He said it was surprising when the forecast $62 billion deficit actually came in at $78.3 billion.

“Those are big numbers, but what does it mean to taxpayers,” asked Dalton, and then tried to frame the size of the budget shortfall.

That deficit is more than the government collects from the GST in a year, he noted.

“Just the interest we are paying (on the national debt) is more than government spends on health care transfers to the provinces,” he said. “It adds to inflation, and adds to the high cost of living that Canadians are already feeling.”

With no plans to stop borrowing, the federal debt is projected to hit $1.35 trillion by the end of this year. The interest charges will be $56 billion this year, while health transfers are $55 billion, according to the Canadian Taxpayers Federation.

“Our economy has been stagnant for 10 years, and Canadians are finding it hard,” said Dalton. “You’re making a good paycheck on paper, but at the end of the month, ‘Where did it all go?’”

He said that adding more to the national debt is like a household that is living off of credit cards.

“It (the budget) really does impact every single person,” said Dalton.

Finance Minister François-Philippe Champagne delivered the first budget under Prime Minister Mark Carney, calling it “generational in its ambition.”

“There is no place for withdrawal, ambiguity, or even standing still,” Champagne said on Nov. 4, “only for bold and swift action.”

The $580.9-billion budget includes new $38.6 billion in added spending, but also factors in cutting 40,000 workers from the federal public service, roughly equal to 10 per cent of the workforce. These cuts are from normal attrition and retirement, as well as “further action” the government is taking to rein in spending.

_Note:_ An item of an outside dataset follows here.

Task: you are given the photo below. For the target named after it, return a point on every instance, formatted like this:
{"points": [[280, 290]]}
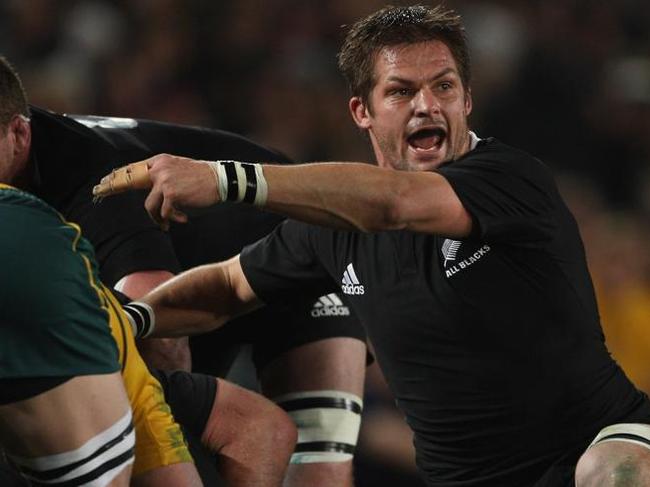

Major five-year spending packages include a $115-billion infrastructure plan and a $30 billion defence outlay, the most in decades. This new defence spending is meant to help Canada meet its two-per-cent NATO spending target this year, and put it on a path to meeting the five-per-cent target set for 2035.

There is $25 billion for housing over the next five years, which Champagne called the most “ambitious housing plan since World War Two,” with a goal to double housing construction in the next 10 years.

He said this budget aims to overcome uncertainty in the economy that is a result of U.S. President Donald Trump’s trade policies.

“Around the world, tariffs have increased, growth is slowing, and trade relationships are being tested,” he said. “All of these constraints are being felt across the country by Canadians in their daily lives.”

Dalton said the tariffs are not an excuse Carney can use for the record deficit.

“He won the election saying he could handle Trump, and negotiate deals,” said Dalton. “But we’re seeing forestry mills closing, and our auto sector is being hollowed out.”